Franz West Archive Sues Gagosian for Copyright

Who has the rights to reproduce Franz West's furniture?

Larry Gagosian. Courtesy of David Crotty, © Patrick McMullan.

Gagosian Gallery moved ahead with plans for its fall show of sculptural works by Franz West at its Madison Avenue gallery this past Friday, September 11, despite a copyright lawsuit by the Vienna-based non-profit Archiv Franz West that had tried to bar the show via a restraining order. The show, titled “Möbelskulpturen/Furniture Works” runs through November 7.

On September 10, just a day before the opening, U.S. District Judge Louis Stanton declined to issue a temporary restraining order against Gagosian, according to Courthouse News. But the case is still open according to a spokesperson for the dockets department of the Southern District.

In response to a request for comment, Robert Lack, one of the attorneys for the Franz West Archive, told artnet News via email: “Archiv Franz West will continue to enforce its rights in the courts. Last week’s decision will not be the last one in this matter.”

According to the complaint, which was filed in US District Court for the Southern District of New York on September 4, the archive asserted that it holds the “exclusive license to produce and sell certain furniture works designed by the late Austrian artist Franz West,” which also extends to photographs of said works.

Franz WestFour works: (i) Untitled, (ii) Untitled, (iii) Untitled, (iv) Untitled  (2001-02) sold at Phillips this past May for $43,750. Image: Courtesy of Phillips.

Franz West Four works: (i) Untitled, (ii) Untitled, (iii) Untitled, (iv) Untitled (2001-02) sold at Phillips this past May for $43,750.
Image: Courtesy of Phillips.

But opposition papers filed in the case, by Gagosian’s attorney Matthew Dontzin, point to an authority struggle between the archive and another entity known as the Franz West Privatstiftung, a private foundation established by the artist in 2012.

The West archive said its exclusive license was declared by the “Commerical Court of Vienna in April 2015″—referred to in some court papers as “the Vienna decision.” The Archive alleged that Gagosian’s planned show, for which a press release was issued mid-August, violates the archive’s exclusive licenses and related foreign copyrights. The Archive sought to “enjoin Gagosian’s planned exhibition and sale of West’s work.”

The complaint cites two license agreements that West, who died in 2012, entered into with the archive in the year prior year. “Each license agreement was signed by West on May 27, 2011 and countersigned by he archive on July 14, 2011.”

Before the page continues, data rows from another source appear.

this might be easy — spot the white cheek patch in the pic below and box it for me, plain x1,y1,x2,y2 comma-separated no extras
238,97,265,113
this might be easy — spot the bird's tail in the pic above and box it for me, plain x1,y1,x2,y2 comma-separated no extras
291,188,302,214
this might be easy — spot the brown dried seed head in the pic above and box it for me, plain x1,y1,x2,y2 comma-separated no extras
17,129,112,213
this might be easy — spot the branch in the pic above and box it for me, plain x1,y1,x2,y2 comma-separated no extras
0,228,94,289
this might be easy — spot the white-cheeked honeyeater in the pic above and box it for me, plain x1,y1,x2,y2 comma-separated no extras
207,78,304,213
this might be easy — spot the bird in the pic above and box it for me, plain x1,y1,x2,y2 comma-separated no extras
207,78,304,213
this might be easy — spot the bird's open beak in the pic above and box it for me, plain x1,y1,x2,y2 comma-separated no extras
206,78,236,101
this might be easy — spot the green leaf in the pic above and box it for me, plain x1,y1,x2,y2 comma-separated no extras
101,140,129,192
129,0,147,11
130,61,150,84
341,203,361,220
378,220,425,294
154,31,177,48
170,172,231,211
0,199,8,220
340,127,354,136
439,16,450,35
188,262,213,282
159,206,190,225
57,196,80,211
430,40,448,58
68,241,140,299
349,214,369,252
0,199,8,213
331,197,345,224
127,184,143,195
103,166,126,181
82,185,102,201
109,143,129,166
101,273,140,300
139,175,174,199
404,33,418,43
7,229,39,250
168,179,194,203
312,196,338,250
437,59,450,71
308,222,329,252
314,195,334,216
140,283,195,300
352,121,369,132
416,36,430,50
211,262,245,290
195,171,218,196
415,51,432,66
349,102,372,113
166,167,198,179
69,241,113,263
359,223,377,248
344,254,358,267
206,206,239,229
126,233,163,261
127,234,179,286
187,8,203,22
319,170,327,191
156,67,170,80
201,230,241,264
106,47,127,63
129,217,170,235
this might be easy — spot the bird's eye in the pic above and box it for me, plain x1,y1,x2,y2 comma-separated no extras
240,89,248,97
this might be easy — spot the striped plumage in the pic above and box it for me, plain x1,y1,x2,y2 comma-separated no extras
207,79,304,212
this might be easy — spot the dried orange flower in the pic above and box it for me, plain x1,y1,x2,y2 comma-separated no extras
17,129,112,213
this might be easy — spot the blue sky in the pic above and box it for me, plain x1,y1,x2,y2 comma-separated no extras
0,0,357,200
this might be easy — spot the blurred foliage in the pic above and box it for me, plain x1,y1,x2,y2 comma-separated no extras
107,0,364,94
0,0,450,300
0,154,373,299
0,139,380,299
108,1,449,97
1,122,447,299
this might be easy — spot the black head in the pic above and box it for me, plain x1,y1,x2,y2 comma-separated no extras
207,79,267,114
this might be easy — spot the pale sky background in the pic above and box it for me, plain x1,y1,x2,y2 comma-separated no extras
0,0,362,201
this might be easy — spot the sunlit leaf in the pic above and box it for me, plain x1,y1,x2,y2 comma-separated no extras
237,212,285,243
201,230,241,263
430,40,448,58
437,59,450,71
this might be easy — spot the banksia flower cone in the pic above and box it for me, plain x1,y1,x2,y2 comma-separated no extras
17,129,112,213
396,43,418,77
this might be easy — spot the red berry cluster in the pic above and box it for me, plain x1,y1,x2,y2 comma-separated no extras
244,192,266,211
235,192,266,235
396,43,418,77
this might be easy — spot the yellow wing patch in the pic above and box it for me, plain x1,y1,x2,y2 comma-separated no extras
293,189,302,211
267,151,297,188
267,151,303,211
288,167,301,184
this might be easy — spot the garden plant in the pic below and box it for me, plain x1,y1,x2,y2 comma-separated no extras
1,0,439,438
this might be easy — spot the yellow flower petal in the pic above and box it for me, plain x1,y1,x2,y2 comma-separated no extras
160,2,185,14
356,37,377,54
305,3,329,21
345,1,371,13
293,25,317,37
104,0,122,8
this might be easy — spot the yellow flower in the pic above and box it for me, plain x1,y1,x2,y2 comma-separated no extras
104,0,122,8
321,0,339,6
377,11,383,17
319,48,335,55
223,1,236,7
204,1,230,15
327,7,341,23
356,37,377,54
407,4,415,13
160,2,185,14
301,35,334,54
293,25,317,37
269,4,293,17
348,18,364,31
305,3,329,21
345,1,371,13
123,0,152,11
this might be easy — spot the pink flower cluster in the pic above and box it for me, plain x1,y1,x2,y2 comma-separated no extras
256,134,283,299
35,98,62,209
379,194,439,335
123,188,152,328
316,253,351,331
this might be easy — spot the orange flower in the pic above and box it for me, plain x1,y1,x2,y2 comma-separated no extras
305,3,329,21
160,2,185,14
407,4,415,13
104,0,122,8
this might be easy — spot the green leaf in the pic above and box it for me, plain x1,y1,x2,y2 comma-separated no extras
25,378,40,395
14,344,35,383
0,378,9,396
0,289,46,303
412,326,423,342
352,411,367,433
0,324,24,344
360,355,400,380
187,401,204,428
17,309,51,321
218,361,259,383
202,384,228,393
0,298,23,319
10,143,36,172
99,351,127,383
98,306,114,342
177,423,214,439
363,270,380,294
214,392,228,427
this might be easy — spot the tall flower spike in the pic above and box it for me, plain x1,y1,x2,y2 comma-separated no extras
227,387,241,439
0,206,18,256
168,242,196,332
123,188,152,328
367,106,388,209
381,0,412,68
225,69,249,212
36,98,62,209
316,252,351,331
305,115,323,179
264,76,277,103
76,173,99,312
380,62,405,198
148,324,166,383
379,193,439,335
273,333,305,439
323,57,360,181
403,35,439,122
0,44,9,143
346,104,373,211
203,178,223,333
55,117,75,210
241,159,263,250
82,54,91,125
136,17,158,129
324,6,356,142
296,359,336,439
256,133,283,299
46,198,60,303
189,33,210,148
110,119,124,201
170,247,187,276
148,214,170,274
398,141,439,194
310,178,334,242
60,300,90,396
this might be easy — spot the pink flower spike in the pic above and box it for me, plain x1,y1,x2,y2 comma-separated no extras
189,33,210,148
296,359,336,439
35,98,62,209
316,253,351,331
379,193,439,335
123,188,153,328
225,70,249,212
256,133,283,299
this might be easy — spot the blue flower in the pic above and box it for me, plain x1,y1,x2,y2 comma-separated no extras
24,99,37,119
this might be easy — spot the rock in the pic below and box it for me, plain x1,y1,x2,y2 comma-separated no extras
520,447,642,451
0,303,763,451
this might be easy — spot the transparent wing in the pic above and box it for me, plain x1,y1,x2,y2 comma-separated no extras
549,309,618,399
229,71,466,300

The complaint said the work Gagosian “plans to sell is an unauthorized—essentially an imitation—version of West’s work,” and one which is “not disclosed to potential buyers. The distribution of unauthorized copies of West’s work will lead to confusion among art buyers and collectors and a reduction in the confidence of art market participants as to whether works by West being offered are genuine, which confusion is very likely spill over to all works of West thereby damaging the artistic and commercial value of West’s work generally.”

Gagosian attorney Matthew Dontzin, who has handled a number of other high-profile art lawsuits, penned a strenuous case for denial of the temporary restraining order, in a memo to the court filed September 9. He laid out detailed arguments including the factual background behind licensing of West’s work and arguments against the temporary restraining order and relief sought by the archive.

Dontzin called the lawsuit “an improper attempt by the Archive to get here what it failed to obtain, and may never obtain, in Austria: injunctive relief enforcing its purported rights under written agreements,” entered into with West in 2011.

According to the memo, West “nullified” the agreements in a pair of written and signed legal deeds just a year later and instead transferred those rights to the Franz West Privastiftung.

To date, apart from the Gagosian motion, the archive made two attempts to obtain restraining orders and both were denied, the memo notes. On August 27 this past summer, the archive attempted to enforce the so-called “Vienna decision” in a suit filed in Zurich against Eva Presenhuber gallery, “another gallery that, like Gagosian Gallery here, was hired by the Foundation to exhibit and sell West’s work.”

A Swiss court denied the application for the order.

“The Archive’s dispute here is not with Gagosian Gallery, but with the Foundation,” Gagosian’s attorney’s wrote in the opposition papers. “Gagosian Gallery does not manufacture any Furniture, and it is selling the Furniture only in its capacity as the Foundation’s consignee.”

Gagosian’s attorney did not respond to a request for comment.